Montag, 3. November 2014
Stellvertretend suchen wir Steinbrüche und Tonkuhlen auf. Die Formationen sind beeindruckend und gehen tief, nicht nur geologisch. Der Bildhauer hatte während seines Studiums etwas in Stein gemeißelt, irgendwo im Weserbergland. Um dort hinzugelangen, nach seinen 25 Jahren, fahren wir fast meine komplette Lieblings-Motorradstrecke (mit dem Auto), über diverse Berghöhen und Pässe, zweimal hin- und zurück über die Weser, nur so, wir weilen an verschiedenen Stellen, die ich ihm unbedingt zeigen muss, um am Ende endlich seitwärts in einem schattigen Tal im kalt-rotbraunen Bruch anzukommen, der seit langem stillgelegt ist. Erst finden wir nicht das Gesuchte und laufen durch taubenetztes Gras und zwischen moosüberwachsenen Quadern herum und ich fotografiere die erodierten Wirtschaftsgebäude des Geländes. Dann dort hinten, früher musste die Stelle erst mühsam erklettert werden, jetzt scheint die Tiefe mit Material ausgefüllt und das Zeichen fast auf Augenhöhe, nur ein paar Felsen weiter. Wieder so ein Zeitsprung. Ich weiß, wie der Bildhauer die gealterte Szenerie empfindet. Als ob aber sein Alter bei den Steinen eine große Rolle spielte.





An einem anderen Tag betreten wir eine Tonkuhle nahe der Stadt, dort hatten die Studenten das grauschwarze Sediment geholt, um es zu Skulpturen zu formen. Der Ton fühlt sich rein und glatt an, man kann die weichen Schichten voneinander lösen, die manchmal durchsetzt sind von Ammoniten, Belemniten oder deren Negativformen. Die Grube geht tief und bildet einen grünen Teich. Am östlichen Teil, nahe der Einfahrt, wird roter zerschredderter Backstein zurückgeführt, wir stellen uns vor, dass einst die Senke wieder damit gefüllt sein wird.

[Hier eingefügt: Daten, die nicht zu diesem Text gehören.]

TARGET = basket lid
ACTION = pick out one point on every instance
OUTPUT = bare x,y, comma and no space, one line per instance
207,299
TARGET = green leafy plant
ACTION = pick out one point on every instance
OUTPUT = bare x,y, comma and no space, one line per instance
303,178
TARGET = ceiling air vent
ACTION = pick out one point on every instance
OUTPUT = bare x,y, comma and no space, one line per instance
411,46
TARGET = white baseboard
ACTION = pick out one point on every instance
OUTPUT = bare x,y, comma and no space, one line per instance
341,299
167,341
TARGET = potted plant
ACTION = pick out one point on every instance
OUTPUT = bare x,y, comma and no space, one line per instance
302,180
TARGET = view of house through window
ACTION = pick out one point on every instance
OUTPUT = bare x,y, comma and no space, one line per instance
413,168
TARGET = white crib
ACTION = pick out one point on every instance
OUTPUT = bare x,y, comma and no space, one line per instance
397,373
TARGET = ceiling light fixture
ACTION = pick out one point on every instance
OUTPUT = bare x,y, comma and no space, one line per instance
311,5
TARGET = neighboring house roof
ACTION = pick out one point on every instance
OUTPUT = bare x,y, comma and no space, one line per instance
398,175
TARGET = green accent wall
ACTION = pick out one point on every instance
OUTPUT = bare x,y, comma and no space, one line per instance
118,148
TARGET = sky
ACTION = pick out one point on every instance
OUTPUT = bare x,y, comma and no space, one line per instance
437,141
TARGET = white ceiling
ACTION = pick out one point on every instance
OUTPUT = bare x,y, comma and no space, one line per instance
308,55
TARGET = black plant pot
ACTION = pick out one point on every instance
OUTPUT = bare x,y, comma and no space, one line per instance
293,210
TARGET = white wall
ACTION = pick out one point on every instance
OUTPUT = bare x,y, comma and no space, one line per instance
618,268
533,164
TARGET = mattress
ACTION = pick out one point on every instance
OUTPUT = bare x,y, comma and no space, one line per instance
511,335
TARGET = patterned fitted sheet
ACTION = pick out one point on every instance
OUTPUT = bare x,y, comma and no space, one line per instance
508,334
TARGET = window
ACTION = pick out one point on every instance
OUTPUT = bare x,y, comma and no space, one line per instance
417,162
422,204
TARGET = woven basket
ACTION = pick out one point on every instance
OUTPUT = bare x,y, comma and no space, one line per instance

Verwunschene Orte, die Bilder gehen Tage nicht aus dem Sinn. Als hätte ich im aufrissenen Erdreich etwas entdeckt, das nicht für mich bestimmt ist; so heimlich.




Sonntag, 26. Oktober 2014
Aushalten. Wir haben keine Lösung, Mama graut vor dem dunklen Winter und möchte nicht mehr da sein. Es gibt nichts, was ich ihr sagen könnte, ich habe mein Leben lang versucht, Sachen zu sagen, die ihr helfen könnten. Aushalten, dass es nichts zu tun gibt. Statt dessen das schwer gewordene Leben mit Hilfsmitteln ausstatten.

Am Donnerstag waren wir im Kaufhaus und haben einen wunderbaren Duffle-Coat gekauft. Sündhaft teuer. Sie sieht darin aus wie ein Mädchen. Später gehen wir zu Maria in den Dom, ein Gruppe murmelnder Menschen betet sich durch den Rosenkranz. "Erklär' Maria, dass du doch noch nicht kommst, sondern erst den neuen Mantel auftragen musst." Vier Jahre ist der alte Mantel in Gebrauch.

Ich träume, dass ich vier Jahre zurück reise, und ein Wissen mitbringe, dass die anderen noch nicht haben können. Die Lieblingschefin wohnt über mir und meckert über die falsch zugeschnittenen Gardinen, ich finde sie undankbar und nervig. Ich esse mit dem Priester eine aufwendig gebackene bunte Torte wegen meiner Patenschaft und der Kollege M. kommt mit dem Motorrad. Vor vier Jahren um diese Zeit habe ich eine Familienaufstellung gemacht und ein paar Wochen später ist Papa gestorben. Ich bin wirr im Kopf.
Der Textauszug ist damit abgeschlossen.